Motlatsi proposes new migrant labour deal

23rd May 2013 By: Martin Creamer - Creamer Media Editor

JOHANNESBURG (miningweekly.com) – Mining union pioneer Dr James Motlatsi on Thursday proposed a new deal for South Africa's migrant mineworkers.

Speaking to Mining Weekly Online in a video interview, the founding president of the National Union of Mineworkers called on the beleaguered industry to jointly address the problems that were plunging it towards a dangerous tipping point.

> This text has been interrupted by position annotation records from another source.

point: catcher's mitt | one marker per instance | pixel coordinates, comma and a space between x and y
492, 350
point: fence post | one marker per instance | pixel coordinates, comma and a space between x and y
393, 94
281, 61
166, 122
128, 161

The current executive chairperson of TEBA Limited – which serves mines and mineworkers in mining communities, as well as within their rural communities, before, during and after employment – expressed willingness to give of his personal time to play a role in addressing the burning migrant-labour issue, a legacy factor in an industry that directly employs 500 000 people and indirectly sustains the lives of 1.3-million people.

Motlatsi called for consideration to be given to the introduction of a different work arrangement for Southern Africa’s large volume of migrant mineworkers, who do not enjoy the kind of global best practice dispensed in other countries, including fly-in, fly-out arrangements.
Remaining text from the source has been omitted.